Possibilità di trasformare in credito d’imposta le attività per imposte anticipate (anche se non iscritte in bilancio) riferite alle perdite fiscali non ancora computate in diminuzione del reddito imponibile ai sensi dell’articolo 84 del TUR, alla data della cessione. Stessa cosa dicasi con riferimento all’importo del rendimento nozionale eccedente il reddito complessivo netto, non ancora dedotto né fruito tramite credito d’imposta alla data della cessione. E’ quanto prevede il comma 55 del decreto Cura Italia (Decreto-legge n. 18 del 2020) nel caso in cui una società ceda a titolo oneroso, entro il 31 dicembre 2020, crediti pecuniari vantati nei confronti di debitori inadempienti.
Ai fini della trasformazione in credito d’imposta, i citati componenti potranno essere considerati per un ammontare massimo non eccedente il 20% del valore nominale dei crediti ceduti. Questi ultimi possono essere considerati per un valore nominale massimo pari a 2 miliardi di euro, determinato tenendo conto di tutte le cessioni effettuate entro il 31 dicembre 2020 dalle società tra loro legate da rapporti di controllo ai sensi dell’articolo 2359 del codice civile e dalle società controllate, anche indirettamente, dallo stesso soggetto. La trasformazione in credito d’imposta avviene alla data di efficacia della cessione dei crediti. A partire da tale data, per il cedente non saranno computabili in diminuzione dei redditi imponibili le perdite di cui all’articolo 84 del TUR, relative alle attività per imposte anticipate complessivamente trasformabili in credito d’imposta in commento e non saranno deducibili né fruibili tramite credito d’imposta le eccedenze del rendimento nozionale rispetto al reddito complessivo.
Il beneficio troverà applicazione solo dietro specifica opzione da parte della società cedente entro la chiusura dell’esercizio in corso alla data in cui ha effetto la cessione dei crediti medesima e la scelta avrà efficacia a partire dall’esercizio successivo a quello in cui ha effetto la cessione.
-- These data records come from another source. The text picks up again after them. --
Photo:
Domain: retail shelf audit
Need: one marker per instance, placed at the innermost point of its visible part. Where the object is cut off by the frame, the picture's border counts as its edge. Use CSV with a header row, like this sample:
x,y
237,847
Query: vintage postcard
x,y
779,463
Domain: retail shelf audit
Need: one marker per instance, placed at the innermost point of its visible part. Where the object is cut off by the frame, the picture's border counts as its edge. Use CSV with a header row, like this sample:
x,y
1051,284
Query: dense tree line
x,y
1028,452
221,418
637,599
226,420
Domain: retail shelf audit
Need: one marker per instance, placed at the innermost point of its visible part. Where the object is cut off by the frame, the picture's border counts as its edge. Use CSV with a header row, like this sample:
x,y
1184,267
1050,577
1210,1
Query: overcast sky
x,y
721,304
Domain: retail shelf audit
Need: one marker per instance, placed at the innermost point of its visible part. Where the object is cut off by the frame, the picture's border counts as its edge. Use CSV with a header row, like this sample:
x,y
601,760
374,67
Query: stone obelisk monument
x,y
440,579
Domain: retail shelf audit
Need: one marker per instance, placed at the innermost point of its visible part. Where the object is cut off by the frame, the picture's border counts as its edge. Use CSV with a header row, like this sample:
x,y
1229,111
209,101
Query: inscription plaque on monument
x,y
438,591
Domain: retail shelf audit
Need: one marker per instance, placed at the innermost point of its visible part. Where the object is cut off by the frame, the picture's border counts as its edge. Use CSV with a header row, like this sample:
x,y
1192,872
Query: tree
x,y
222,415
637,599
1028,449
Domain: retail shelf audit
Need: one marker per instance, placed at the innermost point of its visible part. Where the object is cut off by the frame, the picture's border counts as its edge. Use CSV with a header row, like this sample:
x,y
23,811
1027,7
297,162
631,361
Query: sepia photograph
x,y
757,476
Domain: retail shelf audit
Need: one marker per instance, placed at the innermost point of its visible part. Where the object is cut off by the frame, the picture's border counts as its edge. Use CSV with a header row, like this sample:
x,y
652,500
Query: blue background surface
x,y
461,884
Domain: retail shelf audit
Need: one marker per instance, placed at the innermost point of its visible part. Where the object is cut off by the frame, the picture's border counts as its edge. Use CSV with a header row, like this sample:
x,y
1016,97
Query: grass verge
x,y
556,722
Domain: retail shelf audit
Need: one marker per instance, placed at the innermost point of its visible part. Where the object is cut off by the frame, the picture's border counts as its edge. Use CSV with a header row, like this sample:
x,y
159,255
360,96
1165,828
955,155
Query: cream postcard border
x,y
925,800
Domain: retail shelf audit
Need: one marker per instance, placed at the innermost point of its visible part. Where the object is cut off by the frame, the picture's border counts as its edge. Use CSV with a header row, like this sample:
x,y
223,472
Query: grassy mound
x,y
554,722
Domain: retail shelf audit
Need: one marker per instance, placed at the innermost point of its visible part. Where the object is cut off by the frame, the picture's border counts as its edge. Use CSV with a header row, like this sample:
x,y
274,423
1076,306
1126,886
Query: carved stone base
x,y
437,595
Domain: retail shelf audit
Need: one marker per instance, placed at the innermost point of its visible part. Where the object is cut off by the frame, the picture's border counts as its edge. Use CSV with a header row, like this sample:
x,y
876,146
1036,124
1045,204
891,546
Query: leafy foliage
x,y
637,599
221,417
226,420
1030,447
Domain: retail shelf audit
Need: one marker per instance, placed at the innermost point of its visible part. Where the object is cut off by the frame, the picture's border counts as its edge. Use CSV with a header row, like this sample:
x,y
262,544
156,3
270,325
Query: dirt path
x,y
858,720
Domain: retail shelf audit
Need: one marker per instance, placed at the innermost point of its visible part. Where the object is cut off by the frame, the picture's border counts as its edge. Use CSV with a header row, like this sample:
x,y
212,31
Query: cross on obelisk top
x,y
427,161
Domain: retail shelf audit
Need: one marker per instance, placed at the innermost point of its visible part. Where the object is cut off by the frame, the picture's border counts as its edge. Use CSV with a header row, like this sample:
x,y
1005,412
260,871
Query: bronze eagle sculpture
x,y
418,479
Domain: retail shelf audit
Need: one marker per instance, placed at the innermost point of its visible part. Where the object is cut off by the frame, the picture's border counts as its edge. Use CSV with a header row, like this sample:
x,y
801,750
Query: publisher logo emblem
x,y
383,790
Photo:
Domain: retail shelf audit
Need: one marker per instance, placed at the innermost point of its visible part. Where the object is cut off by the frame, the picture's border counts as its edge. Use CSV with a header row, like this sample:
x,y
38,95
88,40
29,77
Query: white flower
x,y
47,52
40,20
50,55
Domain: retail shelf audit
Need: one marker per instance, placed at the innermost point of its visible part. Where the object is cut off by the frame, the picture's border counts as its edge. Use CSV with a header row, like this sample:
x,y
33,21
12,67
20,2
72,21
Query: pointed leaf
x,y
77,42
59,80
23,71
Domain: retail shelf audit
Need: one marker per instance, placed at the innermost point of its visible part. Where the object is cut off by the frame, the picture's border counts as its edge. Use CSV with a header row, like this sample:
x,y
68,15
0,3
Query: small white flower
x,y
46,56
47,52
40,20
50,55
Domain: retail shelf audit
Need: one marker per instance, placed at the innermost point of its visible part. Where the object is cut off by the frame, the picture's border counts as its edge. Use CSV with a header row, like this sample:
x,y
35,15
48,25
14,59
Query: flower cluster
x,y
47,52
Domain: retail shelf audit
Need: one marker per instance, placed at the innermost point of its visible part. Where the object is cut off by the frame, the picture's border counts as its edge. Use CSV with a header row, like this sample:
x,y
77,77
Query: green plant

indirettamente, dallo stesso soggetto.
Altre misure di sostegno finanziario
Con l’intento di sostenere le attività imprenditoriali (in dettaglio le microimprese e le piccole e medie imprese come definite dalla Raccomandazione della Commissione europea n. 2003/361/CE del 6 maggio 2003, aventi sede in Italia) danneggiate dall’epidemia è altresì previsto che queste possono avvalersi dietro comunicazione (corredata della dichiarazione con la quale l’Impresa stessa autocertifica ai sensi dell’art. 47 DPR 445/2000 di aver subito in via temporanea carenze di liquidità quale conseguenza diretta della diffusione del COVID-19), in relazione alle esposizioni debitorie nei confronti di banche, di intermediari finanziari e degli altri soggetti abilitati alla concessione di credito in Italia, queste possono godere delle seguenti misure:
- per le aperture di credito a revoca e per i prestiti accordati a fronte di anticipi su crediti esistenti alla data del 29 febbraio 2020 o, se superiori, a quella di pubblicazione del presente decreto, gli importi accordati, sia per la parte utilizzata sia per quella non ancora utilizzata, non possono essere revocati in tutto o in parte fino al 30 settembre 2020;
- per i prestiti non rateali con scadenza contrattuale prima del 30 settembre 2020 i contratti sono prorogati, unitamente ai rispettivi elementi accessori e senza alcuna formalità, fino al 30 settembre 2020 alle medesime condizioni;
- per i mutui e gli altri finanziamenti a rimborso rateale, anche perfezionati tramite il rilascio di cambiali agrarie, il pagamento delle rate o dei canoni di leasing in scadenza prima del 30 settembre 2020 è sospeso sino al 30 settembre 2020 e il piano di rimborso delle rate o dei canoni oggetto di sospensione è dilazionato, unitamente agli elementi accessori e senza alcuna formalità, secondo modalità che assicurino l’assenza di nuovi o maggiori oneri per entrambe le parti; è facoltà delle imprese richiedere di sospendere soltanto i rimborsi in conto capitale.
E’, in ogni caso specificato che possono beneficiare delle elencate misure quelle imprese le cui esposizioni debitorie non siano, alla data del 17 marzo 2020 (data di pubblicazione del decreto Cura Italia), classificate come esposizioni creditizie deteriorate ai sensi della disciplina applicabile agli intermediari creditizi.